You might not know it, but it’s possible to take out more money as and when you need it. So, you could borrow what you need now, and extend your borrowing at a later date under the same equity release plan.

Are there any other alternatives to equity release?

If you want to free up some money in your home, it’s likely you want to use the money to fund a project. Should you live alone or with your spouse or partner, and you have a big home, one thing you could do is consider downsizing.

It’s a worthwhile consideration to make if you have mobility problems, for example, and find it hard to go up and down the stairs. You may wish to consider moving to a smaller property and one such as a flat or bungalow.

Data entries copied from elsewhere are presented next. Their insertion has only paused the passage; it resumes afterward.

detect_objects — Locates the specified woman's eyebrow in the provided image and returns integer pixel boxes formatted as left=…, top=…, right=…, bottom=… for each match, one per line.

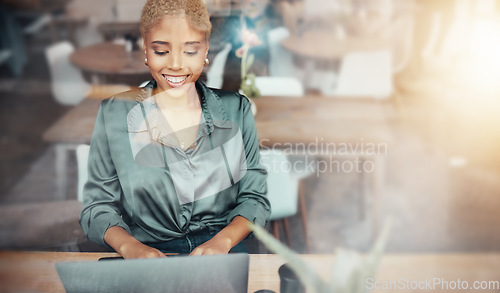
left=150, top=41, right=200, bottom=45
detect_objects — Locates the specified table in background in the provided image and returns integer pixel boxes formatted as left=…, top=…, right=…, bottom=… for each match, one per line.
left=1, top=251, right=500, bottom=293
left=98, top=22, right=141, bottom=41
left=281, top=30, right=390, bottom=62
left=69, top=42, right=150, bottom=84
left=253, top=95, right=393, bottom=145
left=281, top=31, right=391, bottom=92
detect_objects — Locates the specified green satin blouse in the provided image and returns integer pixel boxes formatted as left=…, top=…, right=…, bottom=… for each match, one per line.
left=79, top=80, right=270, bottom=247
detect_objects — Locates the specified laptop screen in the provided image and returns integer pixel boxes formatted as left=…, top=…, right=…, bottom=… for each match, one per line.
left=56, top=253, right=249, bottom=293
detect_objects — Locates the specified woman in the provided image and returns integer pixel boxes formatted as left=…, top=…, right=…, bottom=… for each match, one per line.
left=79, top=0, right=270, bottom=259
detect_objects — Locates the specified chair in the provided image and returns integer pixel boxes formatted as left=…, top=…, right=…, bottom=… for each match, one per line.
left=45, top=41, right=90, bottom=105
left=45, top=41, right=130, bottom=105
left=76, top=144, right=90, bottom=202
left=260, top=149, right=310, bottom=251
left=320, top=50, right=393, bottom=99
left=254, top=76, right=305, bottom=97
left=205, top=43, right=232, bottom=89
left=267, top=27, right=297, bottom=78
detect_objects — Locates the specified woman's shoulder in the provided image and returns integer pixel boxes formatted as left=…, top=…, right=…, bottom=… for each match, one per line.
left=208, top=87, right=251, bottom=109
left=209, top=87, right=238, bottom=99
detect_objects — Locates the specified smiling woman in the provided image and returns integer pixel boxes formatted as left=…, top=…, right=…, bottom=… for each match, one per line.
left=79, top=0, right=270, bottom=259
left=141, top=0, right=211, bottom=93
left=145, top=16, right=207, bottom=92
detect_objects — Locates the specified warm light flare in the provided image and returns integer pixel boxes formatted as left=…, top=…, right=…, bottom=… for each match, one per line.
left=464, top=18, right=500, bottom=94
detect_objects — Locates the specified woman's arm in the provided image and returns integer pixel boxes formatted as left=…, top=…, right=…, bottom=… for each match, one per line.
left=189, top=216, right=251, bottom=255
left=80, top=101, right=166, bottom=259
left=80, top=100, right=164, bottom=259
left=225, top=95, right=271, bottom=228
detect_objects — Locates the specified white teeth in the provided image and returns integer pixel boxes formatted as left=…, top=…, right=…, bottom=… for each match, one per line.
left=165, top=75, right=187, bottom=83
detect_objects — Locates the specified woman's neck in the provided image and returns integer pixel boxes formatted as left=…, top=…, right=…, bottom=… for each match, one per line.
left=154, top=82, right=201, bottom=110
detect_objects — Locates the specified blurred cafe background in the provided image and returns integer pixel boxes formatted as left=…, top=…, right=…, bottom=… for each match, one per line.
left=1, top=0, right=500, bottom=255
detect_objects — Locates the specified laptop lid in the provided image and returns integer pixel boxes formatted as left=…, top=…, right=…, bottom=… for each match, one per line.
left=56, top=253, right=249, bottom=293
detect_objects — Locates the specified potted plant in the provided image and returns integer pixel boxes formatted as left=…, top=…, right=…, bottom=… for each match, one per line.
left=248, top=219, right=392, bottom=293
left=236, top=29, right=262, bottom=115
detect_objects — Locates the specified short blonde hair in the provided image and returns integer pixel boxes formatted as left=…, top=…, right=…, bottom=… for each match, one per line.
left=140, top=0, right=212, bottom=40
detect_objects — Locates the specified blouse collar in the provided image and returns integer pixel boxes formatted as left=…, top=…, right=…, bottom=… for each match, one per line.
left=140, top=80, right=232, bottom=134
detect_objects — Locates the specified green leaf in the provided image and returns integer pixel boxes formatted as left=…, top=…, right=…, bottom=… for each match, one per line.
left=330, top=218, right=393, bottom=293
left=246, top=53, right=255, bottom=70
left=250, top=219, right=393, bottom=293
left=248, top=223, right=331, bottom=293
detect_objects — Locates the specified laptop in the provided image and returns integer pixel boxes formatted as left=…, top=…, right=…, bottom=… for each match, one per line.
left=56, top=253, right=249, bottom=293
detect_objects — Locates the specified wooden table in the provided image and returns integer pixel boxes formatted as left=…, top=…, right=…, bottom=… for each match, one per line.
left=43, top=95, right=394, bottom=233
left=1, top=251, right=499, bottom=293
left=69, top=42, right=150, bottom=84
left=253, top=96, right=393, bottom=146
left=281, top=30, right=390, bottom=61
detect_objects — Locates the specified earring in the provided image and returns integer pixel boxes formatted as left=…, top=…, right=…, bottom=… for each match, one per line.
left=204, top=58, right=210, bottom=66
left=144, top=58, right=148, bottom=67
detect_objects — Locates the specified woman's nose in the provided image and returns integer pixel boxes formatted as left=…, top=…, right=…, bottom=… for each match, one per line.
left=167, top=51, right=182, bottom=70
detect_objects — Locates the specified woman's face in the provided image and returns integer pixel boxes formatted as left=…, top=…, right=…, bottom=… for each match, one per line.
left=144, top=15, right=208, bottom=92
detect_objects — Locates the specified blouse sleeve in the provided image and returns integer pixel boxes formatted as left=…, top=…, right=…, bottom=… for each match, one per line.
left=79, top=100, right=131, bottom=247
left=227, top=96, right=271, bottom=227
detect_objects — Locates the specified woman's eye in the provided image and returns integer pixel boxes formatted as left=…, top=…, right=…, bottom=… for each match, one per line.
left=154, top=50, right=168, bottom=56
left=185, top=51, right=199, bottom=55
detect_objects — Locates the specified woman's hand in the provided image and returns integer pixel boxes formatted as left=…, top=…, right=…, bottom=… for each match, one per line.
left=189, top=235, right=231, bottom=256
left=189, top=216, right=252, bottom=256
left=104, top=226, right=166, bottom=259
left=119, top=241, right=166, bottom=259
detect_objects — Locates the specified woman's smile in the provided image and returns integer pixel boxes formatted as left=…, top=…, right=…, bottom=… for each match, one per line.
left=163, top=74, right=189, bottom=87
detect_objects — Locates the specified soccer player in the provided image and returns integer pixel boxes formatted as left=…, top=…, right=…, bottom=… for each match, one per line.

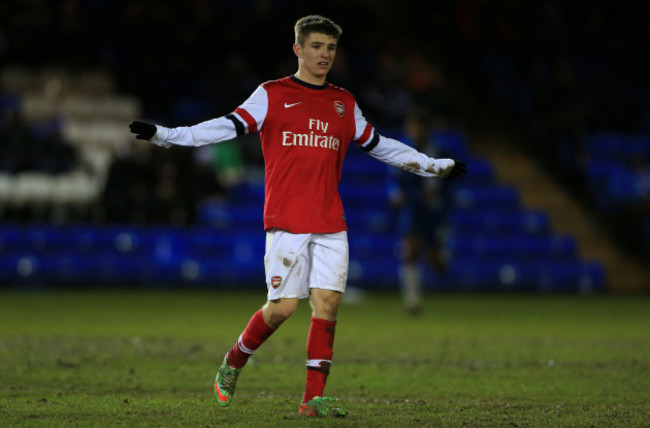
left=389, top=109, right=453, bottom=314
left=129, top=15, right=466, bottom=417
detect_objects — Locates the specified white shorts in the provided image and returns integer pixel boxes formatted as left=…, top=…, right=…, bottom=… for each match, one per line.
left=264, top=230, right=349, bottom=300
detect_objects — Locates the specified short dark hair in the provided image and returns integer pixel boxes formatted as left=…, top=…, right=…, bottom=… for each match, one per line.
left=294, top=15, right=342, bottom=46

Doing so could give you the freedom to still live mortgage-free and also free up some cash you could use for other things in your life. Of course, you might wish to remain in your home if you’ve lived there a long time, or remain close to friends or family.

Weighing up the options

Taking out an equity release plan is a big decision to make in your life. That’s why it pays to do your research first and think about whether it’s right for you or not. Also, if you are on state benefits, you should take professional advice first before making a decision. That’s because the money you borrow could affect your entitlement to things like pension credit, universal credit, for example.